The most obvious reason to provide software updates to devices in the field is to address software vulnerabilities. Not all vulnerabilities become exploits resulting in large-scale attacks as mentioned above, but the risk to your brand is significant. And with more and more devices in your user’s homes, it may be possible to chain vulnerabilities from multiple devices together to get broader access to your users’ data. In one memorable incident, an unnamed casino had its high-roller database breached through a vulnerability in an internet-enabled fish tank thermometer. There are approximately 14 million lines of code in the 787 Dreamliner jet (likely limited to the avionics system, and not including things such as the in-flight entertainment systems), compared with about 28 million lines of code in just the Linux kernel (as of January 2020). Keep in mind that the Linux kernel is only one part of a Linux system, so you can start to get a feel for the scale of the problem. These many lines of code will undoubtedly contain many errors needing fixes throughout your product’s lifetime.
Providing an update capability for your devices also enables you to deliver new features to your users. Depending on your business model this can be helpful for long-term customer retention or simply for providing up-sell capabilities and increasing revenue. Given the benefits of update capabilities, you may wonder why any device would be shipped without this. I struggle to define a use case where software updates would be completely unneeded.
OTA Server
Any fully automated OTA update solution requires a server that manages the fleet and allows your operations staff to manage the devices. Discussing the server-side in depth is out of scope for this article but there are numerous options available. In general, you will want to pick an end-to-end solution meaning both the update server and the update clients have been developed to be a full solution, or at the very least that the combination of server and client have been well tested and integrated with each other.
Update methods
There are a few common methods to allow for software updates.
- In-place package-based updates: this is the mechanism used by most desktop Operating Systems. Basically, an installer application or packaging system is run in the currently active OS image. This can install anything needed by the system but it may be difficult to ensure all the devices in your fleet are running the exact same binaries that you have tested in your design labs.

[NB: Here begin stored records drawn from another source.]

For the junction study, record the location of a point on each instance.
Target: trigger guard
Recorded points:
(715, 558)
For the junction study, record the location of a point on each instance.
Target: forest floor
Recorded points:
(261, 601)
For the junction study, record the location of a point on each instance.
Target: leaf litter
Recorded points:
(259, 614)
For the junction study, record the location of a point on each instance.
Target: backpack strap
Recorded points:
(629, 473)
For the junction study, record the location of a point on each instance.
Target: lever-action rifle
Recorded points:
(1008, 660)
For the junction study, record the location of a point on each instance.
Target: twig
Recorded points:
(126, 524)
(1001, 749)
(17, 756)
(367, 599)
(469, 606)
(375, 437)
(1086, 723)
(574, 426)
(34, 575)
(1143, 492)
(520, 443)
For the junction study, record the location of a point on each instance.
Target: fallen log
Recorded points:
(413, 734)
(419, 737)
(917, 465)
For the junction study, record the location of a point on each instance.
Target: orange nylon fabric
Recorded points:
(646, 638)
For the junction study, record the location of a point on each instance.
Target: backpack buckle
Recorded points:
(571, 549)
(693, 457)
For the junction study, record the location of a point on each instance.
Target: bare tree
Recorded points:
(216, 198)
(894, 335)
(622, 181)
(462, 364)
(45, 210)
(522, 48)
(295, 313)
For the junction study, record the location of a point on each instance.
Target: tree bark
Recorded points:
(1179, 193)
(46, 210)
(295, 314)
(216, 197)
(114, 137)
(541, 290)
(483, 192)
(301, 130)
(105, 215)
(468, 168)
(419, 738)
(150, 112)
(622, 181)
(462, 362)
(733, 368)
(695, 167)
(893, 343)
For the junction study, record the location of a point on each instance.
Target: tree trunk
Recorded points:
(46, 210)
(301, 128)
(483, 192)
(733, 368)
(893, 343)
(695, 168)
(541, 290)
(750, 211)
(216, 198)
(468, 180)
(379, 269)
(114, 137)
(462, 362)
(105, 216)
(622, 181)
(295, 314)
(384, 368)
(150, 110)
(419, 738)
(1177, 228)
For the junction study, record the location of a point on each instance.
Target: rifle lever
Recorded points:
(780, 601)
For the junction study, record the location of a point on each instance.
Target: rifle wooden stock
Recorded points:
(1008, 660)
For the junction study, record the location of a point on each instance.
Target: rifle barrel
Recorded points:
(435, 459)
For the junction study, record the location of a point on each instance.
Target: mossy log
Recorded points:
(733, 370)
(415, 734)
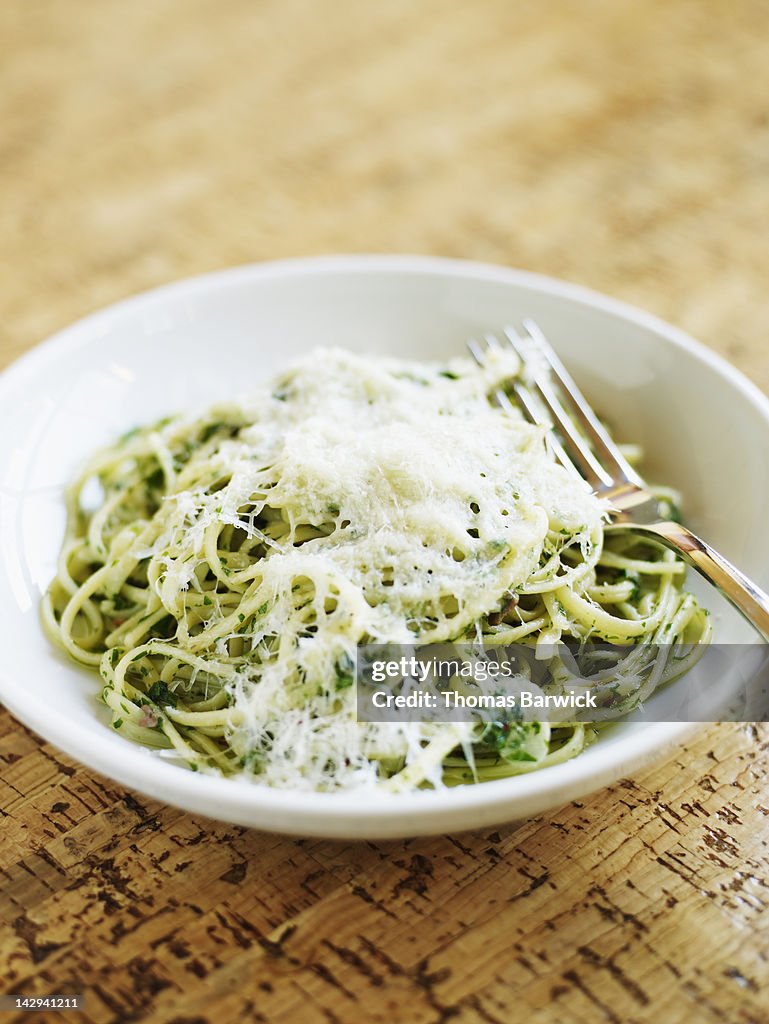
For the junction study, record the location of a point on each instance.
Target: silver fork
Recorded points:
(549, 396)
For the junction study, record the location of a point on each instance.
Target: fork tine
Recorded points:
(578, 448)
(536, 411)
(607, 451)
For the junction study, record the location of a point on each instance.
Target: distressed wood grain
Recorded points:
(625, 146)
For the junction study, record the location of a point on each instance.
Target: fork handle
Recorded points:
(743, 593)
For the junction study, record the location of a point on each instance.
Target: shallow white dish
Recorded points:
(705, 427)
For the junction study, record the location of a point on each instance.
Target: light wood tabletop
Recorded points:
(621, 145)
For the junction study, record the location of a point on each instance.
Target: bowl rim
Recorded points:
(351, 814)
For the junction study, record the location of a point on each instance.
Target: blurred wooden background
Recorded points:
(622, 145)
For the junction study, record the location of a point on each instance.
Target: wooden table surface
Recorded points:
(623, 145)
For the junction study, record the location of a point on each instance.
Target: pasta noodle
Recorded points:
(219, 571)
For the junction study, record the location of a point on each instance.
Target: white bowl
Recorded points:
(703, 426)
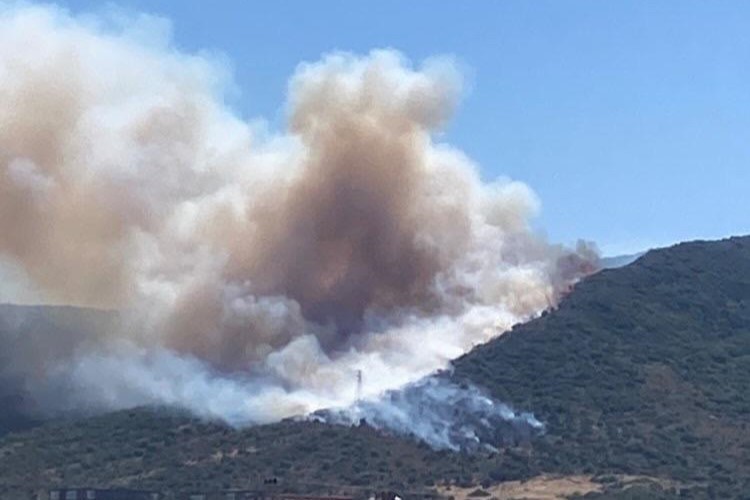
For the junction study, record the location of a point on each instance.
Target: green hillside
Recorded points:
(641, 370)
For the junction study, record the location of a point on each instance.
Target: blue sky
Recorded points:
(631, 120)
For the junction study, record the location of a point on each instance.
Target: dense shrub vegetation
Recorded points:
(641, 370)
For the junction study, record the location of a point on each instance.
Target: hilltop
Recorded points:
(642, 370)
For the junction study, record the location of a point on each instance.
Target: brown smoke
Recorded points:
(350, 240)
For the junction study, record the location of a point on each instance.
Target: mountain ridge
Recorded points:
(640, 370)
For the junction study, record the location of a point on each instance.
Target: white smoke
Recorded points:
(441, 413)
(256, 272)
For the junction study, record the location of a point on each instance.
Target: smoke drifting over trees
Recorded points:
(254, 273)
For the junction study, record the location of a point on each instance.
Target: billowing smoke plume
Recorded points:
(440, 413)
(255, 273)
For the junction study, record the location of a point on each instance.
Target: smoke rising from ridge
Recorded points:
(255, 272)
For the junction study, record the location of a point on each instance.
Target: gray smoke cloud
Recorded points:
(255, 272)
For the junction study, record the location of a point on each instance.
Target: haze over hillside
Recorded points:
(641, 370)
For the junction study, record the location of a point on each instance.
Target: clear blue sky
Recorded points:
(630, 119)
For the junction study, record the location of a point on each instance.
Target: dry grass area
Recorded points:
(537, 488)
(549, 487)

- Asymmetric image updates: this method generally uses a separate installer partition that is able to download the appropriate images and overwrite the primary OS partition. This eliminates the concern of partially installed package sets that happens with in-place updates but can result in long downtimes for your users. This is the method that, until recently, was employed by most mobile phone updates, and I’m sure we have all been annoyed by the amount of time these updates take.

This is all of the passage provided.